Se articuló a través de dos grandes ejes: un discurso acerca del mestizaje racial, determinado por lo indígena, que fue presentado como el principal mecanismo de cohesión y de nivelación social; y una supuesta esencia de “lo mexicano” que amalgamó elementos de la cultura popular del siglo XIX con una revaloración de la herencia prehispánica. Discursiva solamente, porque en lo social los pueblos indígenas se mantuvieron en la misma situación de marginación de siempre.
Aquel nacionalismo exacerbado se construyó alrededor de la representación de una sociedad unificada en torno del mito revolucionario, de “los héroes –aceptados por la historia oficial- que nos dieron patria”, junto con una política de masas basada en el control de las clases trabajadoras.
Así, la nueva narrativa de “lo mexicano” incluyó la fabricación de estereotipos folklóricos como el del “charro cantor”, la música ranchera como representante de la “mexicanidad” –aunque pertenezca solo al centro y al occidente del país-, la pintura mural mexicana y la valoración del patrimonio arqueológico como antecedente glorioso de México, que no existía como país en el momento de esplendor de esas culturas.
Esa simbología y retórica se fueron diluyendo con los cambios culturales e idiosincráticos de la sociedad mexicana, influida por corrientes de pensamiento, por modas y estilos de vida que con el avance de la mundialización de las comunicaciones fueron imposibles de detener, para pesar de quienes intentaban mantener una pretendida “pureza” en las tradiciones y rituales de “lo verdaderamente mexicano”.
Ése es el fondo de las ideas que sostienen esa parte del lopezobradorismo que desde que asumió el poder ha buscado revisitar la historia nacional para acomodarla a su propio discurso, que como mencionamos ya, es un amasijo de los estereotipos más conocidos del nacionalismo revolucionario priista, los dogmas del marxismo ultraestatista, el cristianismo evangélico tabasqueño, con el aderezo de los afanes del presidente López Obrador por equipararse con Juárez, Madero, Cárdenas, Hidalgo, Cristo y para lo que su megalomanía alcance.
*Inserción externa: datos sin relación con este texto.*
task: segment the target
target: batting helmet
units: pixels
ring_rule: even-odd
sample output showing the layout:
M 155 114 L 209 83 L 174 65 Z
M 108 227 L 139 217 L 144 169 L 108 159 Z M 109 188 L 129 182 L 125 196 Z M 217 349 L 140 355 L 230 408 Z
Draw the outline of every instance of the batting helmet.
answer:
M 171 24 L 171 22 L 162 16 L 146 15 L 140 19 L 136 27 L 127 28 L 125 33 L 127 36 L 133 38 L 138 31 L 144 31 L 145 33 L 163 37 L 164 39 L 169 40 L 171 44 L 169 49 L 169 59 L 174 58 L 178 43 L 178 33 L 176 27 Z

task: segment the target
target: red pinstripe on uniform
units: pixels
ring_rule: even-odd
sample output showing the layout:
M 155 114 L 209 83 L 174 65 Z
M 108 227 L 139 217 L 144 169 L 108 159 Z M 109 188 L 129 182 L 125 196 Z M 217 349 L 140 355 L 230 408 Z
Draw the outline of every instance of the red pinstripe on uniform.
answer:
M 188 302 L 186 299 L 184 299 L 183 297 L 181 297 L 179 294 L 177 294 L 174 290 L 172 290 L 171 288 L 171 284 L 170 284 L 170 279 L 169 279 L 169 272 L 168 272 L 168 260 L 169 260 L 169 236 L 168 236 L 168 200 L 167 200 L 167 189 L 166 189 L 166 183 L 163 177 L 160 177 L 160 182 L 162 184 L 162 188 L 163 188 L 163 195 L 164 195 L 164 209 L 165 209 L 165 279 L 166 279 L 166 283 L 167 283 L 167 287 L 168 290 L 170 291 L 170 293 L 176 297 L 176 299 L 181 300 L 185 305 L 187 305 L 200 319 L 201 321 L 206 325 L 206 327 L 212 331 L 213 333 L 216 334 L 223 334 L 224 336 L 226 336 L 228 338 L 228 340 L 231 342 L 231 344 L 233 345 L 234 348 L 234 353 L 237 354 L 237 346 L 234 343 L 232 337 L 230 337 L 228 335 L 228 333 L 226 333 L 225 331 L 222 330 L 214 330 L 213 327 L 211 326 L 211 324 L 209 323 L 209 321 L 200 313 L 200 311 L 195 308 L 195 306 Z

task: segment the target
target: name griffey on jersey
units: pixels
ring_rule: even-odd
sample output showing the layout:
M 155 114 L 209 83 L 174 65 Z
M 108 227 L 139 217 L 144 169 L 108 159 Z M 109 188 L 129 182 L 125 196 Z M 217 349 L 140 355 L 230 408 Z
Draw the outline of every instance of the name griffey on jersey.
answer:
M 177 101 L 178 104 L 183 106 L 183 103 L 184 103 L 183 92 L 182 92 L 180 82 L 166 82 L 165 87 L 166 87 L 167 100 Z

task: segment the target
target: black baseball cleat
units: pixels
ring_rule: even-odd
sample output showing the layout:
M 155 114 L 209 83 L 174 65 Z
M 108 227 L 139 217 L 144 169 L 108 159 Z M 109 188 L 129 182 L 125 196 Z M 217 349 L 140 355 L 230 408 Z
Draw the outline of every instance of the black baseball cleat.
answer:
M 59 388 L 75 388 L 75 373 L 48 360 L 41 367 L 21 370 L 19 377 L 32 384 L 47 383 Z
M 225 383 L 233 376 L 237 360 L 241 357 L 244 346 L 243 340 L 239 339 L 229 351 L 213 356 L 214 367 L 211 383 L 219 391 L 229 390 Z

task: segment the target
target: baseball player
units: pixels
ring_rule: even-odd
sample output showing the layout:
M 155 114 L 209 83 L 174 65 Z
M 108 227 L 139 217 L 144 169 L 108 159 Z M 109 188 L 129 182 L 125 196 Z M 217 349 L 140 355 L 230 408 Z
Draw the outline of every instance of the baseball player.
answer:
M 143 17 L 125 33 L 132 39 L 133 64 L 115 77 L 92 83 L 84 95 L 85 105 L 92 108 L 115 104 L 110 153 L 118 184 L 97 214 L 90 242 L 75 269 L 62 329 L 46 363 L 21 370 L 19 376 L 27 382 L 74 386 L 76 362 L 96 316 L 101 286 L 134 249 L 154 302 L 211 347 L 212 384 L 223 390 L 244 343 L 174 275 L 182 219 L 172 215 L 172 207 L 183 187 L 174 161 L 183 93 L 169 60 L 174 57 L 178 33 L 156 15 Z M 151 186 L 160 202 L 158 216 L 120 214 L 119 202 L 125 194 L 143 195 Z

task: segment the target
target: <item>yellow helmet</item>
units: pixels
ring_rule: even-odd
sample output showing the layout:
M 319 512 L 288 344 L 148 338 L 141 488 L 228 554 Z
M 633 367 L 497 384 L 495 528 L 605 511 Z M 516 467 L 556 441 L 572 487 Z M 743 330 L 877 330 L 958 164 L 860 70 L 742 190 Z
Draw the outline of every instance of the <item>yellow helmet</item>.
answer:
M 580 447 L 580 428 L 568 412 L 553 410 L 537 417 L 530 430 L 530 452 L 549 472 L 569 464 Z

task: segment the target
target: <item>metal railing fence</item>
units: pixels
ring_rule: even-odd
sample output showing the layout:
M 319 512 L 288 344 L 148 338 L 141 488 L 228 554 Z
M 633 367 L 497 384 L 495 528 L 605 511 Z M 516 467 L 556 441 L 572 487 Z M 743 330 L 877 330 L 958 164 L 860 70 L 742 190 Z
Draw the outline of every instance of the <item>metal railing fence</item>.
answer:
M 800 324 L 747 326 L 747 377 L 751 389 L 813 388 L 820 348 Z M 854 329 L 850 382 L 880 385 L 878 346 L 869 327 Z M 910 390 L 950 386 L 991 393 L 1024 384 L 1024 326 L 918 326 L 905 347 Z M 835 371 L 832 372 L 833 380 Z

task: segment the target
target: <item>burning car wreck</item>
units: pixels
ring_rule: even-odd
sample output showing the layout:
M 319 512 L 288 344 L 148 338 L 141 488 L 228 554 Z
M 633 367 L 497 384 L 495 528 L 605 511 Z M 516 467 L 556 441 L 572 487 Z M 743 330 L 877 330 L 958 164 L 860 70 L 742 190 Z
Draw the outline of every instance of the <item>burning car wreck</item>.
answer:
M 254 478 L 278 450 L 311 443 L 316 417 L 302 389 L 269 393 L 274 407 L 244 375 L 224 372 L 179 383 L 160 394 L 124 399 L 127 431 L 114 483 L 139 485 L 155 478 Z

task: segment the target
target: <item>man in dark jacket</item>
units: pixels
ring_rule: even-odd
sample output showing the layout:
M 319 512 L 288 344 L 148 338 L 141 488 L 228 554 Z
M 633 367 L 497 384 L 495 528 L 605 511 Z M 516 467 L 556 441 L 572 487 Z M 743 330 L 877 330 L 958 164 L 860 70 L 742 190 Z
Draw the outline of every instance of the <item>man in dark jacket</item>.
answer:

Y en sus pretensiosas autoproclamaciones como un parteaguas en la historia de México –que lo está logrando, pero no precisamente del modo que quisiera-, la “4t” busca ajustar los principales sucesos del país a las creencias y prejuicios personales de sus líderes y a simplificaciones que impiden entender con claridad los fenómenos sociales de las distintas etapas de la vida nacional.
Es por eso que han incurrido en aberraciones como la promoción del odio hacia la raíz española de los mexicanos, la conveniente omisión del papel protagónico que en la caída del imperio mexica jugaron pueblos como el tlaxcalteca y el totonaco, la negación del esplendor y desarrollo logrados en la época colonial –en la cual fue construido el palacio donde habita el actual mandatario nacional, por cierto- y hasta la conmemoración de acontecimientos fundacionales como la Consumación de la Independencia de México, negando al mismo tiempo todo mérito a quien realmente la hizo posible, Agustín de Iturbide, sobre quien pesa la “condena” histórica de haberse proclamado emperador.
Prejuicio que, por cierto, el lopezobradorismo gobernante abrazó con fervor, como lo demostró el discurso del gobernador de Veracruz, Cuitláhuac García, quien usando la retórica “cuatroteísta” aludió a las “pretensiones conservadoras de Iturbide”. Solo le faltó decirle “fifí”.
Las deformaciones con las que el lopezobradorismo busca reescribirse una historia a modo explican también sus desfiguros en otras áreas. Al final del día, los megalómanos creen que el mundo gira a su alrededor, hasta que la realidad y la historia misma –sobre cuyo juicio no pueden intervenir y es implacable- los pone en su lugar.